Dal momento che l’attività si considera “non commerciale” è legittimo chiedersi se potrà detrarre l’IVA pagata in dogana? Probabilmente sì perché le successive vendite saranno soggette ad IVA.
A parere di chi scrive non potrebbe essere diversamente poiché l’IVA è un’imposta europea il cui ambito di applicazione non permette molti margini di manovra.
E’ più corretto pensare che i corrispettivi non saranno soggetti ad imposte sui redditi e allora siamo proprio sicuri che la cosa non comporti alcun onere per il bilancio dello Stato come ha affermato – probabilmente senza ragionarci più di tanto – la V Commissione permanente, bilancio, tesoro e programmazione?

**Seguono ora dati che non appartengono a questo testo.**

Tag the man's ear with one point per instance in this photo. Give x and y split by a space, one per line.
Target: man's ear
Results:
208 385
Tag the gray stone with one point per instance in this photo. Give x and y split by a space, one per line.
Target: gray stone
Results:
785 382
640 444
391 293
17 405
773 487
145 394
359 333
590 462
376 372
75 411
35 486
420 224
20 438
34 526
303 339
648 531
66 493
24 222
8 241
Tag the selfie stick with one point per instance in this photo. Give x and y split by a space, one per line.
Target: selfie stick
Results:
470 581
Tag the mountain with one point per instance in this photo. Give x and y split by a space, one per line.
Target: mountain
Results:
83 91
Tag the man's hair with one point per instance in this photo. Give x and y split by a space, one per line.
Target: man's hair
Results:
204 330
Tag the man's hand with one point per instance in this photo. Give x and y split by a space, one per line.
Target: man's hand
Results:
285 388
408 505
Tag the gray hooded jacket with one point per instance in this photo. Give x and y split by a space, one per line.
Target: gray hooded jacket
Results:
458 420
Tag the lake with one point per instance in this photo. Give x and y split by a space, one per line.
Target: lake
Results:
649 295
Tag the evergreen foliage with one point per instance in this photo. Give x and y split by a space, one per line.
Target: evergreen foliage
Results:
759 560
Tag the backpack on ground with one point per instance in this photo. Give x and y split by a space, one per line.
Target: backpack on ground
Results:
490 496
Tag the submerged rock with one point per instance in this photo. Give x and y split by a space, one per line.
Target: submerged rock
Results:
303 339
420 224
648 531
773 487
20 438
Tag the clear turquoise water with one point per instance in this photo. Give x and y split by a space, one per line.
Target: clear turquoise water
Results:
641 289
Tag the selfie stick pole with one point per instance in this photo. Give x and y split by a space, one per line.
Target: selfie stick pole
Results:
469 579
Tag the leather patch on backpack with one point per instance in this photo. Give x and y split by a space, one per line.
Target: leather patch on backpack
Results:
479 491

Riteniamo che l’asserita “non commercialità” sarà oggetto di non pochi mal di testa.
Dal canto nostro, rimaniamo del parere che non è perché una riforma viene varata a 27 anni dalla legge precedente, allora sarà per forza buona. Una legge è buona se il legislatore ha preso in considerazione i vari scenari che si aprono con il nuovo assetto normativo e se ha considerato adeguatamente costi e benefici.
A nostro avviso, di simulazioni non ne sono state effettuate a sufficienza o i risultati sono stati considerati con troppa sufficienza.